In our example here, we’re going to invoice the customer for two items, the blueprints and floor plans. So we selected the button next to Show Quantity and Rate and entered the full estimated quantity for each item in the QTY columns (if you chose Show Percentage, new columns would appear). It would look like this:
Figure 2: You can select specific items or percentages for your progress invoice.
Click OK. QuickBooks will return to your progress invoice, which you can save and print or email to your customer. Your original estimate will remain unchanged.
Tip: If you don’t want any of the zero amounts to appear on the progress invoice, go to Edit | Preferences | Jobs & Estimates | Company Preferences and make sure there’s a check mark in the box next to Don’t print items that have zero amount.
Following Up
When you want to bill for another set of items on this estimate, simply repeat these steps.

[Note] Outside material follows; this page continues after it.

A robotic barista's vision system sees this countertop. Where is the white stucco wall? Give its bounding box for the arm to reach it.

Here’s an easy way to determine how much (if any) of the estimate has been invoiced. Go to the Customer Center and select the customer. Click the arrow next to the Show field and select Estimates. Any estimate that has a zero in the OPEN BALANCE column has been completely billed.
QuickBooks provides a report that tells you where you are with all of your progress invoices. Go to Reports | Jobs, Time & Mileage | Job Progress Invoices vs. Estimates. Your report will include the progress invoice you just created:
Figure 3: You can see what percentage of each estimate has been included on a progress invoice in this report.
More Options
What if you determine that you won’t have one or more of the items on the estimate? QuickBooks lets you quickly generate a purchase order. With your estimate open, click Create Purchase Order to select the item(s) needed and generate the form. You can also click Create Sales Order if one is necessary.
Estimates provide a useful way to fine-tune your bookkeeping and inform your customers about impending costs. They can also be confusing if you don’t keep up with them. We can help you determine when they’re a good idea and how to keep them organized. QuickBooks provides good tools here, but they require some administrative control.